Дед Владимира Яковлева по отцу — Михаил Николаевич Яковлев — был известным участником выставок «Союза русских художников», его работы есть и в Третьяковской галерее, и в Русском музее… С 1924 года жил в Бельгии и Франции, откуда вернулся в Москву в 1937 году. Впрочем, если его внук Владимир Яковлев родился в 1934-м в городе Балахне Нижегородской области, это озна­чает, по-видимому, что сын Михаила Николаевича — Игорь, инженер, выпускник Льежского университета — работал в России еще раньше, до приезда отца. Что касается мамы Владимира Яковлева, то о Вере Александровне (урожденной Тейтельбаум) известно немного. Лишь то, что она была «простая женщина» из еврейской семьи.
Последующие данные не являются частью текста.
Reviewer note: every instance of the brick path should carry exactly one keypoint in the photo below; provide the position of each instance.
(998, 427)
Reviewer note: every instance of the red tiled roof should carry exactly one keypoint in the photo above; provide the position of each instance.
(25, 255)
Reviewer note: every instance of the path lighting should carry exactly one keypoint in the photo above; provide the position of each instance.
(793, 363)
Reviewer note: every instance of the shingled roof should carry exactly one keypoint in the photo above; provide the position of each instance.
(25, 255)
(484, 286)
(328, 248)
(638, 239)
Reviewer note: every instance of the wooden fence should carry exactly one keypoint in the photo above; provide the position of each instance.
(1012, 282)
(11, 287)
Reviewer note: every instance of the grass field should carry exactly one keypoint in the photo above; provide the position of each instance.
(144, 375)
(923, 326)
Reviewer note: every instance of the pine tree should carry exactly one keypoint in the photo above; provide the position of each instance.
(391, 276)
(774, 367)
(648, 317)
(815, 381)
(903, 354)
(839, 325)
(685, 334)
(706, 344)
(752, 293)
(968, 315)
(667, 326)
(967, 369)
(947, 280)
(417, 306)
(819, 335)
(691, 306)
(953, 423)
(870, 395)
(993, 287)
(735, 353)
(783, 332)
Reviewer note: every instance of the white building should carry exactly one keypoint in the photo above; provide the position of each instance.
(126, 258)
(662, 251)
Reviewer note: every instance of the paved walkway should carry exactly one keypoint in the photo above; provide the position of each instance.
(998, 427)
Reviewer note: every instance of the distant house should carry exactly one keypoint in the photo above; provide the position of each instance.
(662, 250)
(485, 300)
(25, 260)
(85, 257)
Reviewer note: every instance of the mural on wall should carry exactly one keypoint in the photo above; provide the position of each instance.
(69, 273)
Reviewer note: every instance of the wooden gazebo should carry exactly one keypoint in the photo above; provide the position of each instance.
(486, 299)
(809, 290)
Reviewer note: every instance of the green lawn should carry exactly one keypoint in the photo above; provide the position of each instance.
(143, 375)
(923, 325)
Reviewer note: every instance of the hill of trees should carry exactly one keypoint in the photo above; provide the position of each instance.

Таким образом, в семейном кругу Яковлева, очевидно, была жива память о художественных традициях начала ХХ века, о зарубежном искусстве.

Не менее показательно, что зарубежные критики, с восторгом открывавшие для себя творчество Яковлева, которые не могли не знать о выставках Жана Дюбюффе в начале 1960-х в Париже и Нью-Йорке и о его увлечении «грубым искусством» душевнобольных, отнюдь не относили творчество Яковлева к «арт брют». Так, Индржих Халупецкий, чешский искусствовед, познакомившийся с Яковлевым во время приезда в Москву в 1966 году, замечает: «Картины Яковлева несут на себе отпечаток безупречного знания современной живописи, прежде всего русского авангарда десятых-двадцатых годов, но также Хлебникова и Веберна». Современный исследователь Лёля Кантор-Казовская, которая изучала работы Яковлева раннего периода, что находятся в обширном собрании Михаила Гробмана в Тель-Авиве, идет еще дальше, замечая, что художник создавал целые ряды рисунков, в которых один и тот же объект изображается в разном «ключе», будь то импрессионизм, кубизм или ранний абстракционизм. Речь не только об обширных знаниях, но о сознательном освоении и использовании приемов разных художественных направлений. Она пишет об использовании музыкальных принципов новой венской школы в работах Яковлева.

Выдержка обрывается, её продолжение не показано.